Genes underlying complex diseases tend to share functional annotation

A list of 29 Online Mendelian Inheritance in Man (OMIM) diseases was compiled for which three or more contributing genes were known (and were also present within Ensembl), and the degree to which genes for the same disease shared InterPro domain and GO identifiers (IDs) was assessed. Of the 163 disease genes in the 29 sets, 131 (80%) shared an ID with another gene for the same disease, and 102 (63%) share two or more IDs with other genes for the same disease (Table 1). Across the diseases surveyed, 26 of 29 (90%) have contributing genes that share at least one ID. Thus there appears to be a strong tendency for disease genes to share annotation (but see Materials and methods for the potential bias in these data). This extends previous work that showed a correlation between gene functions and features (such as age of onset) of the diseases they predispose to [7].

Table 1 The full results of POCUS analysis for 29 OMIM diseases, over locus sizes of 100, 500 and 1,000 IDs at a threshold of 0.8

Prediction of disease genes by over-representation of shared identifiers

The disease genes for each of the 29 diseases were used to produce artificial locus sets containing the disease genes and many flanking genes, and each set was analyzed using POCUS to find genes possessing IDs over-represented among two or more loci. The three locus sizes tested were 100, 500 and 1,000 IDs, and these corresponded to 20, 94 and 187 genes per locus on average, respectively. Assuming a rough average gene density of one every 100 kilobases (kb) [8] the range of physical locus sizes examined was therefore 2-19 megabases (Mb), which is within the range for susceptibility regions identified in positional cloning studies. Various threshold scores were tested, but here we present data only for the most successful (0.8) and a more liberal value (0.5) for comparison. The results refer to the positive control sets of disease genes at the 0.8 threshold unless stated otherwise. POCUS was found to perform differently on the locus sets for different diseases. The method was successful (correctly identifying two or more disease genes) for 65%, 19% and 15% of positive control sets, respectively, at the three locus sizes. Four diseases in particular (epidermolysis bullosa letalis, inflammatory bowel disease, colorectal cancer and cardiomyopathy) were found to be particularly amenable to analysis using POCUS, with many of their disease genes still correctly identified at the largest locus size (Table 1).

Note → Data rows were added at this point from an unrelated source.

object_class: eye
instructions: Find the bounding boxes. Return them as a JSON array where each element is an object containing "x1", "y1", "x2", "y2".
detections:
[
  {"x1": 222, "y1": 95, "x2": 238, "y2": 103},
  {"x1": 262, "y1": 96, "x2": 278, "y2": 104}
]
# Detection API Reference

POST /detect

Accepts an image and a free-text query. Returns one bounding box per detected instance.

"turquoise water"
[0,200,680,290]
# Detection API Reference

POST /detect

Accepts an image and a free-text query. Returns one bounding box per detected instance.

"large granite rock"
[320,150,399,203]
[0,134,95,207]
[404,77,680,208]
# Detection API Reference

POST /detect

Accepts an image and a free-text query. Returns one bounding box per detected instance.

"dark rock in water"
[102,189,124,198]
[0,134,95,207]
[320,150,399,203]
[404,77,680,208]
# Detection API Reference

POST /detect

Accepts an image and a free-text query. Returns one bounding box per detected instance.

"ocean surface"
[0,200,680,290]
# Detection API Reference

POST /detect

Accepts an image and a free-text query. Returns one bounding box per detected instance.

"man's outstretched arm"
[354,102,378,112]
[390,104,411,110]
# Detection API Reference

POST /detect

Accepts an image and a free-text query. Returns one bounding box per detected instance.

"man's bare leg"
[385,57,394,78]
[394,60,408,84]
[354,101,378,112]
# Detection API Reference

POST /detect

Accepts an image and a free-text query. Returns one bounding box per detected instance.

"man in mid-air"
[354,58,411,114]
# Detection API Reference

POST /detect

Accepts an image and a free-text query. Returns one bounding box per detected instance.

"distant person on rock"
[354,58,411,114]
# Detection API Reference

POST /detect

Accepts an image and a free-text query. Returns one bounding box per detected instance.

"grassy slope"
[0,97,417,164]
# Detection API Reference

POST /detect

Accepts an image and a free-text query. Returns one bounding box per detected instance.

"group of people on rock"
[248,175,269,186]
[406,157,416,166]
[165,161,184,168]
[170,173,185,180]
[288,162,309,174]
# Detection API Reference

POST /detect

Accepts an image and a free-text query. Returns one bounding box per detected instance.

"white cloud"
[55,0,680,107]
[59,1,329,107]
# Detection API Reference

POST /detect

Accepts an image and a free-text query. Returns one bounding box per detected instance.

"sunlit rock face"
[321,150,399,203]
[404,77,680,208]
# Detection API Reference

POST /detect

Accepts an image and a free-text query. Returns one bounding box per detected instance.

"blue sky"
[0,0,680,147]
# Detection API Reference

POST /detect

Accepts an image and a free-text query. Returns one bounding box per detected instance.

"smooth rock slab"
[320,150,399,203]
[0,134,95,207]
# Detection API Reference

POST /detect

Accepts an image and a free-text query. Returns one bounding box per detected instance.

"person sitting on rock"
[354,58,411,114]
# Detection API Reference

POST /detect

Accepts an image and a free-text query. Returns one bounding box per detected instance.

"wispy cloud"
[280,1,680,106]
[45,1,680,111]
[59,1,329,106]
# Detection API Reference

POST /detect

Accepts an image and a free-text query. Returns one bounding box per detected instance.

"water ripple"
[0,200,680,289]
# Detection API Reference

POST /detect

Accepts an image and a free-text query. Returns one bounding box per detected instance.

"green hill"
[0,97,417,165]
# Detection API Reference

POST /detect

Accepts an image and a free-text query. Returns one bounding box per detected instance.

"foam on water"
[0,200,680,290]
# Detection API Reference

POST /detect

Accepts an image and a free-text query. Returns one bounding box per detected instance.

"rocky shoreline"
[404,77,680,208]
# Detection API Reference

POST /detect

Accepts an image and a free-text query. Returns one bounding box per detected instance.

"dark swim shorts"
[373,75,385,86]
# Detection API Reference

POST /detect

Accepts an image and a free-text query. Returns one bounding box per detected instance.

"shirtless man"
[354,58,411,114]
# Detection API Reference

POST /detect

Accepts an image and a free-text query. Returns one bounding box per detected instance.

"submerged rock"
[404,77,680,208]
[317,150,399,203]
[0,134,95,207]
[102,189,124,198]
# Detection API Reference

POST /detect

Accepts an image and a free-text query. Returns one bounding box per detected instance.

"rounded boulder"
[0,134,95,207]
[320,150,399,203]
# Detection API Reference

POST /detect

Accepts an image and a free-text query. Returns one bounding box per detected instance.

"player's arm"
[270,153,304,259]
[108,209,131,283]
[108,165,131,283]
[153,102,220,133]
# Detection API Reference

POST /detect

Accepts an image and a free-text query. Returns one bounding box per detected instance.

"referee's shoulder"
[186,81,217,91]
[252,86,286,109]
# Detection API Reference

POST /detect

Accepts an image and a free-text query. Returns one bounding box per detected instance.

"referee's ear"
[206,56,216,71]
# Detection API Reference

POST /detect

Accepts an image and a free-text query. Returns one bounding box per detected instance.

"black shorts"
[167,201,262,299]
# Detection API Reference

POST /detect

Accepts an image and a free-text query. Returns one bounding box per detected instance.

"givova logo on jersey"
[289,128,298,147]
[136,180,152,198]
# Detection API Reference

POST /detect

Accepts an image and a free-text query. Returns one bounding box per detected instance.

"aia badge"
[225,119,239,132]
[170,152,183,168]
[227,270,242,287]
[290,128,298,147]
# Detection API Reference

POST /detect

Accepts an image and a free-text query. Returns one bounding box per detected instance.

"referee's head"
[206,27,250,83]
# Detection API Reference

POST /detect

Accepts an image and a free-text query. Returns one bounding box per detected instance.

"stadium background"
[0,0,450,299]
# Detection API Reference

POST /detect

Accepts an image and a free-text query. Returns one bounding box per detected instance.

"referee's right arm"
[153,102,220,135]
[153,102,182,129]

For any given locus three outcomes were possible, POCUS may have returned the disease gene (and often others) above the threshold, it may have returned only non-disease genes scoring above the threshold, or it may have returned no genes above the threshold. Figure 1 depicts the rates of each possible outcome per locus. It shows that in 49-75% of loci (depending on locus size), no genes scored above the threshold of 0.8, that is, POCUS was unable to detect any candidates but equally did not return any non-disease genes either. Correspondingly, in 6-15% of loci, only non-disease genes exceeded this threshold, and in the remainder of loci the disease gene was correctly identified (45%, 15% and 11% respectively at the three locus sizes). As Figure 1 shows, compared with 0.5, the more stringent threshold of 0.8, while resulting in a small loss of true positives (correctly identified disease genes), more efficiently reduced the number of false positives (non-disease genes) returned as candidates by POCUS. At the 0.8 threshold, the relative enrichment for disease genes within those genes above the threshold was 12-fold (95% confidence intervals (CI): 9.74-15.83), 29-fold (95% CI: 18.79-43.24) and 42-fold (95% CI: 25.36-69.45), respectively, at the three locus sizes. This means, for example, that any gene from a locus 1,000 IDs in size was 42 times more likely to be the disease gene if it was picked from those genes above the threshold than if it was chosen at random from the locus.

Figure 1
figure 1

POCUS results per locus for positive control sets of disease genes: the percentage of loci for each of three outcomes is plotted against locus size (100, 500, and 1,000 IDs) at two threshold scores (0.5 and 0.8). The outcome 'No genes exceed threshold' corresponds to the rate of false negatives, 'Only non-disease genes exceed threshold' corresponds to the rate of false positives, and 'Disease gene exceeds threshold' corresponds to the rate of true positives.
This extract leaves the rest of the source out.